[Math] Is a domain all of whose localizations are noetherian itself noetherian

ac.commutative-algebra

Is a domain $D$, all of whose localizations $D_P$ for $P \in Spec(D)$ are noetherian, itself noetherian ?

The question is motivated by proposition 11.5 of Neukirch's Algebraic Number Theory:

Let $\mathfrak{o}$ be a noetherian integral domain. $\mathfrak{o}$ is a Dedekind domain if and only if, for all prime ideals $\mathfrak{p}\neq 0$, the localizations $\mathfrak{o}_\mathfrak{p}$ are discrete valuation rings.

If the question above has a positive answer, this proposition would give an unconditioned (i.e. without precondition "noetherian") characterization of Dedekind domains by a local property.

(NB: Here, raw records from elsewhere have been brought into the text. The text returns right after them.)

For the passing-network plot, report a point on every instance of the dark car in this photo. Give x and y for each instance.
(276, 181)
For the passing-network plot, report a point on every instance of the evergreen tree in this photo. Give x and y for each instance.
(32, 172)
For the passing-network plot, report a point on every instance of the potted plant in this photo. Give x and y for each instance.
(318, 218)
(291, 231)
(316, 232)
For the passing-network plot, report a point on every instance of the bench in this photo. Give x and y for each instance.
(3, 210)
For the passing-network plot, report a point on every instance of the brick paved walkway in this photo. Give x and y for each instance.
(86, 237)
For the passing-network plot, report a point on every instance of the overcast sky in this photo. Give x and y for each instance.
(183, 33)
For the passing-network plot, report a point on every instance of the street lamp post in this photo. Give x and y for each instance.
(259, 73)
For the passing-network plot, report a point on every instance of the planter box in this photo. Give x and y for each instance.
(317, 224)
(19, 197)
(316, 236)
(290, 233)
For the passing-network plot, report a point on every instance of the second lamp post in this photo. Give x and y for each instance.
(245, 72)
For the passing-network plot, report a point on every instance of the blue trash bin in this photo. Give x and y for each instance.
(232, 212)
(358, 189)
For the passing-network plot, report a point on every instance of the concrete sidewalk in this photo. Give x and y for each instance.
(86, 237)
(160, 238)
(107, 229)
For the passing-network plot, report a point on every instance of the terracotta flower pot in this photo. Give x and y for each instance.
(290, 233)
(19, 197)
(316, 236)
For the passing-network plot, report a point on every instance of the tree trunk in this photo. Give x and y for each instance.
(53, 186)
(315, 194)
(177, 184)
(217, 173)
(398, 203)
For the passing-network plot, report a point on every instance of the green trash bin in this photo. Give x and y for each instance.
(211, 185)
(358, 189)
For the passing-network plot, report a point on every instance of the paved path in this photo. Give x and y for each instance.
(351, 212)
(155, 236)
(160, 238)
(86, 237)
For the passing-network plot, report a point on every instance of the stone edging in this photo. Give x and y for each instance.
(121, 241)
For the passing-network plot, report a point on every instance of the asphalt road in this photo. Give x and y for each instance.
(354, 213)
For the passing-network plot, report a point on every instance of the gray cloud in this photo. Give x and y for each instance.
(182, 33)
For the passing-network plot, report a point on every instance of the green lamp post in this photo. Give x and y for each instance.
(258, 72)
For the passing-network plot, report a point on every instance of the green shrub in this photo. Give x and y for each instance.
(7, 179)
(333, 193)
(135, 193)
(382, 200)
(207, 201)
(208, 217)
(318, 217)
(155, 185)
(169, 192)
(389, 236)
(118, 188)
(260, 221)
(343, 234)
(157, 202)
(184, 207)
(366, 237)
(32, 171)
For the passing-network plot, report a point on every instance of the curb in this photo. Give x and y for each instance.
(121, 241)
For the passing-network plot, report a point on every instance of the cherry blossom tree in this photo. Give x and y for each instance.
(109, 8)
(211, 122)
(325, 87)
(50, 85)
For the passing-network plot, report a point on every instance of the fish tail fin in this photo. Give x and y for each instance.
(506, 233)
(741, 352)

By googling I found a counterexample for a ring with zero-divisors:

https://math.stackexchange.com/questions/73421/a-non-noetherian-ring-with-all-localizations-noetherian

But I couldn't find a counterexample for a domain.

Best Answer

I had the exact same question not too long ago. Apparently if you drop the noetherian precondition in Neukirch's definition of "Dedekind domain" then you get what some people call an "almost Dedekind domain". There are indeed examples of almost Dedekind domains that aren't Dedekind (i.e. aren't noetherian). The first of these was given by Nakano (J. Sci. Hiroshima Univ. Ser. A. 16, 425–439 (1953)): take the integral closure of $\mathbb Z$ in the field obtained by adjoining to $\mathbb Q$ the $p$th roots of unity for all primes $p$.